Você descreveu perfeitamente esse filme, após ter visto essa obra eu não consigo acreditar que na sociedade atual possa existir um relacionamento tão forte como o deles, mas enfim, se tratando da filme, o diretor fez uma combinação perfeita entre o cenário e a trilha sonora, pois uma música instrumental calma deixa o clima do filme bem reflexivo para os eventos que ocorrem. E o final é que surpreende um pouco, esperava (e acho que todos esperavam) um final x, mas o diretor nos surpreende com um final belíssimo por sinal, enfim, foi o melhor filme gay que já vi, e outra, Hawaii supera mil vezes esses filmes gay americanos que só valorizam o sexo, sexo e sexo.

Tiago
Tiago
Reply to  lucas brelaz
9 anos atrás

Concordo com vocês, Lucas e Vinicius!! O filme é muito bom!
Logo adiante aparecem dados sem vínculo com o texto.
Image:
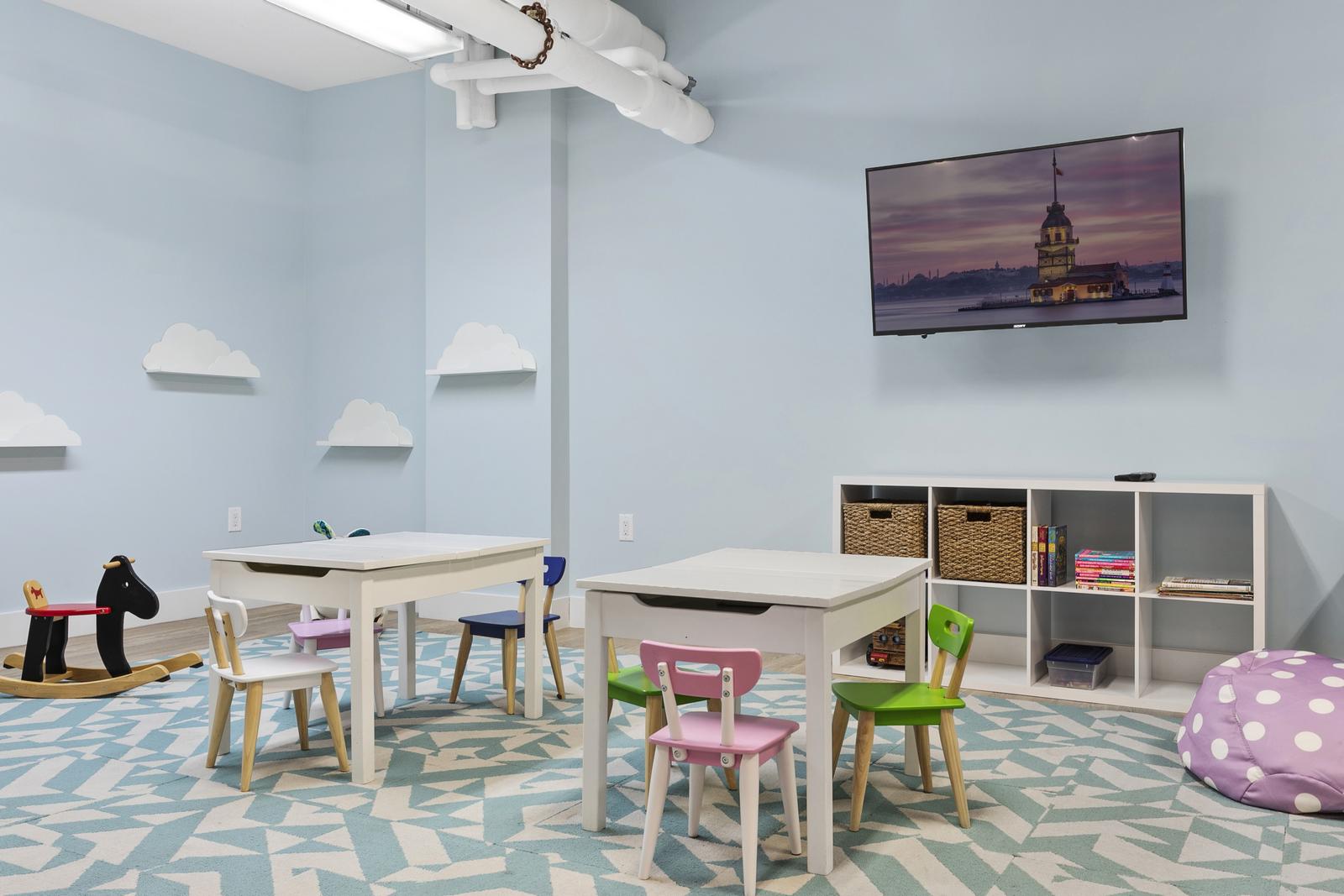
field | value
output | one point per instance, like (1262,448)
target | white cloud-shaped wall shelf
(198,352)
(367,425)
(477,348)
(26,425)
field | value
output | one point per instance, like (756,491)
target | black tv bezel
(1184,266)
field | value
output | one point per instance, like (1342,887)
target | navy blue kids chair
(511,625)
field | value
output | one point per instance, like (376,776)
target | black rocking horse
(45,671)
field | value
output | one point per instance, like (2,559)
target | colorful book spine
(1041,553)
(1061,553)
(1052,553)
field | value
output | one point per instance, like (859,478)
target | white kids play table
(375,571)
(774,600)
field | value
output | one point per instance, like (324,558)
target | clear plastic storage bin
(1079,665)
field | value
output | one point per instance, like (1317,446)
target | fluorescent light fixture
(386,24)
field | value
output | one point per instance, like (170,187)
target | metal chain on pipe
(537,13)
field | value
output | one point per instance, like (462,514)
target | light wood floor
(170,638)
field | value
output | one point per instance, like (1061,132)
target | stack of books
(1048,558)
(1180,586)
(1105,571)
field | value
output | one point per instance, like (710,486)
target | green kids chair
(918,705)
(632,687)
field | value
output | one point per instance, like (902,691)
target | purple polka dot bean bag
(1268,730)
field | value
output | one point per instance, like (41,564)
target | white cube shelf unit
(1211,530)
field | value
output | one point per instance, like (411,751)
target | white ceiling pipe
(444,73)
(640,60)
(483,107)
(601,24)
(635,58)
(491,86)
(640,97)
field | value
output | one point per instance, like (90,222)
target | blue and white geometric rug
(112,795)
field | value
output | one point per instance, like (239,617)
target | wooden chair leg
(862,757)
(252,721)
(839,723)
(925,757)
(311,649)
(749,799)
(510,668)
(553,647)
(696,773)
(654,720)
(223,705)
(654,815)
(952,755)
(464,647)
(730,775)
(333,707)
(293,647)
(302,715)
(790,792)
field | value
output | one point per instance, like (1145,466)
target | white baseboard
(174,606)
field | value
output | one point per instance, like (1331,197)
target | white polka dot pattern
(1267,730)
(1307,802)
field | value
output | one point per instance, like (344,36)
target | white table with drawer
(774,600)
(374,571)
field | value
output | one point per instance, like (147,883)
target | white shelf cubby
(1175,528)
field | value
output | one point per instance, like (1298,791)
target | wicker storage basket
(891,528)
(983,542)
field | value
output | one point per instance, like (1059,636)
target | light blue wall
(722,362)
(490,259)
(141,187)
(366,297)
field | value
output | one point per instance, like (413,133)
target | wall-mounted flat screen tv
(1079,233)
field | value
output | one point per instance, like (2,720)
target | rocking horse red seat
(44,663)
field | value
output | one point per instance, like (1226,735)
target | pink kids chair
(313,633)
(722,739)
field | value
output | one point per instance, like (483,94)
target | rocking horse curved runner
(45,671)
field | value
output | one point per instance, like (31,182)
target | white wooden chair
(293,673)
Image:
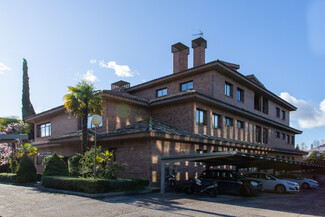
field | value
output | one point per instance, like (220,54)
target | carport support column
(162,178)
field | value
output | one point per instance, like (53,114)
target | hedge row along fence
(7,177)
(11,177)
(92,186)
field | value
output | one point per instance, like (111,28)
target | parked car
(303,182)
(233,182)
(274,183)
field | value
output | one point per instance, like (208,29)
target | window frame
(257,101)
(265,105)
(265,135)
(186,83)
(258,134)
(89,124)
(200,113)
(231,122)
(241,123)
(277,112)
(283,115)
(228,84)
(214,121)
(47,130)
(162,89)
(240,95)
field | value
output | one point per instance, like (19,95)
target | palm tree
(82,100)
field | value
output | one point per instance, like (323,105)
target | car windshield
(237,175)
(277,177)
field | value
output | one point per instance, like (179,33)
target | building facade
(209,107)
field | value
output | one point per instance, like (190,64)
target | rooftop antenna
(201,34)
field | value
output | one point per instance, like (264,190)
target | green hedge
(8,177)
(93,186)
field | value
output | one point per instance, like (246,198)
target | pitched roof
(253,78)
(127,95)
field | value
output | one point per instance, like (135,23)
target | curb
(112,194)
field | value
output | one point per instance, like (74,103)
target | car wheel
(280,189)
(212,192)
(189,190)
(305,186)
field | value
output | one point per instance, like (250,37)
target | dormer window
(44,130)
(162,92)
(187,86)
(228,89)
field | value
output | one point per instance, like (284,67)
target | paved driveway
(30,201)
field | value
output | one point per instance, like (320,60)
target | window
(265,136)
(240,124)
(44,130)
(240,95)
(258,134)
(278,134)
(257,102)
(228,122)
(113,150)
(287,139)
(187,86)
(228,89)
(200,116)
(265,105)
(277,112)
(283,115)
(215,121)
(90,125)
(162,92)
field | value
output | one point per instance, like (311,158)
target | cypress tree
(27,109)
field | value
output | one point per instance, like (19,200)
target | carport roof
(9,138)
(242,160)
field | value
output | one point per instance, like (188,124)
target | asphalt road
(30,201)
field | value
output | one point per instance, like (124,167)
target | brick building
(209,107)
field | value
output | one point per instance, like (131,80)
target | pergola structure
(235,158)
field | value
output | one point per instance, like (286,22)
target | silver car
(273,183)
(302,181)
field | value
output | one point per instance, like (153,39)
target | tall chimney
(199,46)
(180,58)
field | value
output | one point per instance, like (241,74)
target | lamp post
(96,120)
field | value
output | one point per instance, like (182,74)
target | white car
(302,181)
(273,183)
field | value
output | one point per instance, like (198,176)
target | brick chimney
(180,58)
(199,46)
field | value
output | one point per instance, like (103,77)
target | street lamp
(96,120)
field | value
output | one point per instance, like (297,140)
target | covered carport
(235,158)
(11,138)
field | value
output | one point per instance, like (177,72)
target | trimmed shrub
(74,165)
(93,186)
(56,167)
(26,171)
(7,177)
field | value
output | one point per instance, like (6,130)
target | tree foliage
(56,167)
(27,107)
(317,157)
(105,166)
(26,171)
(82,100)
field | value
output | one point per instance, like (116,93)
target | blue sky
(281,42)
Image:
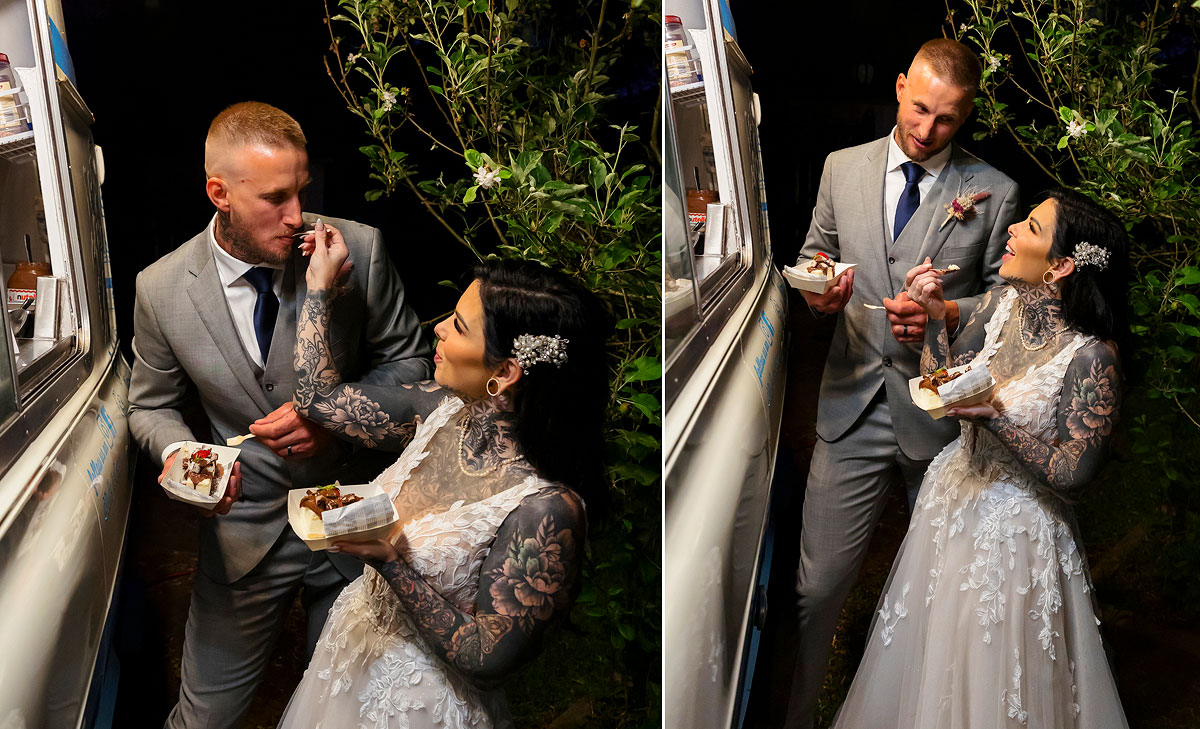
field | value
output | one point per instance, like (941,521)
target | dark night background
(826,78)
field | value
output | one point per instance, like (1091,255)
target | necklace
(462,462)
(1020,335)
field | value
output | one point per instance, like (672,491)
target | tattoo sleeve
(936,353)
(971,335)
(528,580)
(1087,414)
(366,415)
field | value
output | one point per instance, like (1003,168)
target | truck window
(36,229)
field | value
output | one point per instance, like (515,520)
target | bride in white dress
(988,619)
(489,550)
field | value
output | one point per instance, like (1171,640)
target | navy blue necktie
(910,199)
(267,306)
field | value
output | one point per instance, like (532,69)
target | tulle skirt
(987,619)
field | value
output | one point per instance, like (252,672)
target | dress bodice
(443,536)
(373,668)
(1030,401)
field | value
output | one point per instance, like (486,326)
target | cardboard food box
(178,489)
(305,523)
(972,398)
(797,278)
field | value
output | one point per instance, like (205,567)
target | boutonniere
(963,206)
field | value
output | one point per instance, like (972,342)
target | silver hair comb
(532,349)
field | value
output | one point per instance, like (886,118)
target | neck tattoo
(462,461)
(1039,317)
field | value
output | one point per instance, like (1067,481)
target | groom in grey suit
(216,319)
(883,206)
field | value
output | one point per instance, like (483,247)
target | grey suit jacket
(847,223)
(185,345)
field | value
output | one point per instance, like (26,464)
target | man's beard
(241,245)
(905,143)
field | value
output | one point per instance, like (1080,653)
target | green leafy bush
(509,97)
(1086,90)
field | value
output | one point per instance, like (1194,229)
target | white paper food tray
(298,522)
(173,485)
(971,399)
(814,285)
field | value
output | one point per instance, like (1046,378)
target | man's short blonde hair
(246,124)
(952,61)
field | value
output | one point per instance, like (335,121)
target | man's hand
(330,263)
(907,319)
(233,489)
(834,300)
(288,434)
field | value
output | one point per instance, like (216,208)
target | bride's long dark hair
(1093,299)
(558,410)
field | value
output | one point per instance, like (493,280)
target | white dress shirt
(240,297)
(894,180)
(240,294)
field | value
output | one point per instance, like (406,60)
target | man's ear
(509,374)
(219,192)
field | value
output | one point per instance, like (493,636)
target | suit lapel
(208,297)
(875,168)
(948,186)
(280,368)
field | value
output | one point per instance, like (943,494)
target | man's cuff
(172,449)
Quase um sonho hahaha
Recomendo que assistam!

JSS
JSS
Reply to  Tiago
9 anos atrás

Concordo plenamente com você esse filme é simplesmente apaixonante aborda muito bem o tema gay sem se ater a assuntos tais como drogas, sexo desenfreado é um convite perfeito à auto reflexão, e a repensar nosso estilo extravagante de abordagem do mundo homossexual.